Augmented Telepresence (AT) aims to provide immersive remote interactions by reconstructing and rendering realistic environments from limited visual inputs. Traditional approaches to Novel View Synthesis (NVS) and depth estimation are often independent, leading to inconsistencies in depth maps across synthesized views, particularly in dynamic environments, and introducing visual artifacts like flickering. Moreover, such pipelines are computationally expensive and unsuitable for real-time applications, which are critical for AT.
This continuation project builds upon our prior work on light field reconstruction to propose a unified deep learning framework for joint NVS and depth estimation. By leveraging a shared latent space representation, the proposed method ensures consistency between synthesized views and their corresponding depth maps, significantly mitigating flickering and artifacts. The unified architecture is designed to optimize inference time, making it ideal for real-time AT applications. The focus will be on training and testing the network on realistic datasets that mimic telepresence scenarios, including human motion and object interactions, while ensuring scalability to dynamic environments.

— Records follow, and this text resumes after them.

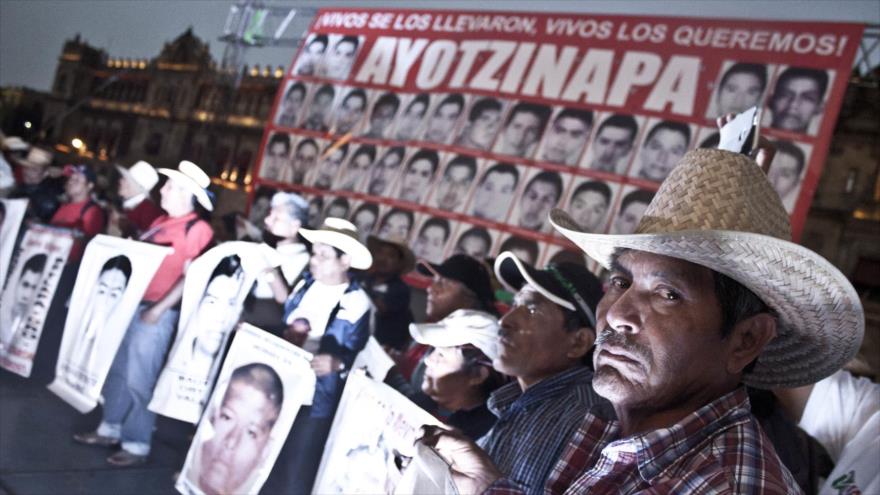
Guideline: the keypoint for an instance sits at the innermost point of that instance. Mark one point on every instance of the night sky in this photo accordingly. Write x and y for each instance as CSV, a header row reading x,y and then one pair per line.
x,y
32,32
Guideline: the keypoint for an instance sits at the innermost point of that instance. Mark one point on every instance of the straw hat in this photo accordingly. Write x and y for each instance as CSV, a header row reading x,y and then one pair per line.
x,y
141,174
408,259
342,235
189,175
717,209
36,157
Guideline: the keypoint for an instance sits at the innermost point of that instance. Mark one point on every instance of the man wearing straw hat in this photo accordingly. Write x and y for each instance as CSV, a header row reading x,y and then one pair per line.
x,y
135,184
330,312
129,386
708,295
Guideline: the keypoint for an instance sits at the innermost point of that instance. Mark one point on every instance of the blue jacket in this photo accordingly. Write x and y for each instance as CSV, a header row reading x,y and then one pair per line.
x,y
348,329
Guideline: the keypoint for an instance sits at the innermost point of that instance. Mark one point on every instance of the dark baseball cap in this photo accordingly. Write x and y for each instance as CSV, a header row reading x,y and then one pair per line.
x,y
569,285
472,273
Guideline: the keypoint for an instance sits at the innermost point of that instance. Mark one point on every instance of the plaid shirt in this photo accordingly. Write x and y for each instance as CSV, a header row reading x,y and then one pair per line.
x,y
534,426
717,449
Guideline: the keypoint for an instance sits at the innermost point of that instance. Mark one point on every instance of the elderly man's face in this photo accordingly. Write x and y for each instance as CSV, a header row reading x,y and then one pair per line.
x,y
588,208
795,104
610,146
659,341
493,196
442,122
521,132
662,153
383,173
784,174
565,138
452,189
533,343
537,201
741,91
242,428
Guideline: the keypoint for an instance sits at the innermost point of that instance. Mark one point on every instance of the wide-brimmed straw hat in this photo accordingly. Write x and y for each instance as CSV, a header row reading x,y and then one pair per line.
x,y
408,259
717,209
189,175
342,235
141,174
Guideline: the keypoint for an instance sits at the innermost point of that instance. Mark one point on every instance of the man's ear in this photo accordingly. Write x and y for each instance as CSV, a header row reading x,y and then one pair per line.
x,y
747,340
580,341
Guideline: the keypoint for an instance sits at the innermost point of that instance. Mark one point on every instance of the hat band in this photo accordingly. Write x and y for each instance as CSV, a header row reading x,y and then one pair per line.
x,y
585,309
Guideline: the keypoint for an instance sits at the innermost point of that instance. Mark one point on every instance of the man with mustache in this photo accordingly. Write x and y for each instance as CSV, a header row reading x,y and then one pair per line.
x,y
545,342
699,305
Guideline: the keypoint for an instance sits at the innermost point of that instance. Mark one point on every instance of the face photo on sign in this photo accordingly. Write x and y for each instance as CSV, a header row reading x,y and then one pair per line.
x,y
740,86
311,55
214,317
495,192
566,136
383,174
797,100
329,165
340,56
443,118
590,202
304,158
613,143
527,250
418,175
664,145
474,241
632,206
542,191
276,157
338,207
454,184
787,170
320,109
356,168
350,111
396,223
482,124
431,237
411,118
381,116
243,414
364,218
292,104
522,129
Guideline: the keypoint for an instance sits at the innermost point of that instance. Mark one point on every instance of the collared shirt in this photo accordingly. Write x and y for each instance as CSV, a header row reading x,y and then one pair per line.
x,y
534,426
719,448
188,235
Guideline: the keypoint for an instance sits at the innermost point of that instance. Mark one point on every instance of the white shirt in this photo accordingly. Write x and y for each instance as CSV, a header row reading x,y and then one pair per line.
x,y
316,305
843,414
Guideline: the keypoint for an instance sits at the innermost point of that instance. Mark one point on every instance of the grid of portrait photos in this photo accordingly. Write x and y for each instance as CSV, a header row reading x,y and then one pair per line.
x,y
477,174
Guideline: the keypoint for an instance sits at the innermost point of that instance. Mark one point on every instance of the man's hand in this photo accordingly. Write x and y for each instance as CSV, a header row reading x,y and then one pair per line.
x,y
765,151
472,469
324,364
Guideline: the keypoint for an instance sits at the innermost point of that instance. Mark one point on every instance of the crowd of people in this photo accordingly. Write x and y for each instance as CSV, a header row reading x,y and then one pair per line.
x,y
707,359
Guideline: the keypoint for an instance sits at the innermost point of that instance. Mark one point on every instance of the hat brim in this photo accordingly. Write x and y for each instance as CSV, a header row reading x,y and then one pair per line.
x,y
513,274
360,256
820,318
200,193
408,262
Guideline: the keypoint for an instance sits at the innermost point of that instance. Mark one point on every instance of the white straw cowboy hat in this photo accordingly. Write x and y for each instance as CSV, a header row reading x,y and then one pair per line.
x,y
717,209
342,235
193,178
141,174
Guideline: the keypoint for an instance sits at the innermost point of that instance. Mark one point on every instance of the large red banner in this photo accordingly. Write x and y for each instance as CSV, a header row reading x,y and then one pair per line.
x,y
460,131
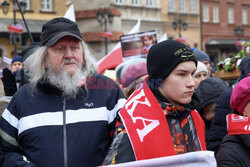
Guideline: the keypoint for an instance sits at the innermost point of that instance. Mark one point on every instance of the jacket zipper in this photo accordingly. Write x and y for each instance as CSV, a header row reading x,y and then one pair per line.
x,y
65,150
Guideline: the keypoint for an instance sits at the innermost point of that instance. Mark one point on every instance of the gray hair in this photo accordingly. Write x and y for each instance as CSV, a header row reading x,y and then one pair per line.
x,y
35,69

To support the development and evaluation of this framework, a high-performance computing (HPC) cluster is essential for training the computationally intensive models, particularly as we integrate domain-specific constraints like temporal coherence, spatial consistency, and efficient rendering for augmented telepresence. The project's outcome will provide a foundation for scalable, real-time, and robust telepresence systems with applications in remote collaboration, education, and healthcare.